EDA aka Exploratory Data Analysis is a statistical approach to analyzing data sets. It has gained significance due to its role in the detection of mistakes while analyzing experimental data, as well as in checking the validity of any assumptions that were made while gathering data, and in the selection of the suitable models. Statistical tools are employed in order to understand the characteristics of data sets.
'It is a capital mistake to theorize before one has data.' - Sherlock Holmes (Arthur Conan Doyle)
How it Works
First of all, the data is collected into rectangular arrays. Every row in the array represents a particular experimental subject, and every column signifies an outcome variable or identifier. With exploratory data analysis, certain data is given more significance over others, and so that sort of data is used and others are hidden in order to aid effective decision-making.

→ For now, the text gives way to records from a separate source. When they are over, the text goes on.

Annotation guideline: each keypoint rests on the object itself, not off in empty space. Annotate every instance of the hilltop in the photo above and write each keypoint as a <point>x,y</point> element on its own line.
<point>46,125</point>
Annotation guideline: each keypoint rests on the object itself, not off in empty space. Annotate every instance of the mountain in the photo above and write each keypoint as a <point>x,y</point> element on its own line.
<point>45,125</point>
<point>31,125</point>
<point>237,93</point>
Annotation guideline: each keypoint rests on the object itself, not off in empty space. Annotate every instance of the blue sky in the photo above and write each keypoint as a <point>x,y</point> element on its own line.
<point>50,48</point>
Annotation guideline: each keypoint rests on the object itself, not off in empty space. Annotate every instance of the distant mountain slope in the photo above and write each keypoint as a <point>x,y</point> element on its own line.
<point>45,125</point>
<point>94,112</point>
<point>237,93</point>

There are two major classifications of Exploratory Data Analysis
- Non-graphical and graphical
Graphical methods involve representing and summarizing data in chart, graph or diagram form. Non-graphical methods involve the data being calculated using statistical methods in non-pictorial form.
- Univariate and multivariate
As the name suggests, the univariate method only makes use of a single variable at a time. Multivariate methods, on the other hand, consider more than one variable concurrently.
This means there are four types of exploratory data analysis:
- Univariate non-graphical method
- Multivariate non-graphical method
- Univariate graphical method
- Multivariate graphical method
Students of exploratory data analysis will become used to the use of techniques like the histogram, box plot, run chart, multivariate chart, scatter plot and pareto chart when working on the graphical methods, as well as with techniques like the tri-mean, ordination and median polish when studying the non-graphical methods.
The Importance of EDA
EDA provides a great many exploratory techniques, which the data scientist can use to explore their data with. Even once you’ve completely understood the data set, it is to your advantage to use alternative techniques in order to make the data even more refined. Exploratory data analysis, therefore, allows you to reach a point of confidence in your data that allows for the formation of a machine learning algorithm.
Additionally, it can refine your choice of feature variables that will later be utilized for machine learning. This is important because after you have completely understood the data set and familiarized yourself with its characteristics, you may see that the features you originally selected are not totally suitable for your purposes. Thus you may decide to change these, and add other features in order to create a more comprehensive picture of the data. EDA should thus provide you with a firm set of features to use with statistical learning.
EDA thus has a profound importance in the realm of data science and especially machine learning. It is important to use EDA to its fullest extent in order to generate accurate models on the right data, and to create the right kinds of variables in data preparation. It allows you to utilize your resources efficiently by keeping your data free of outliers and unbiased.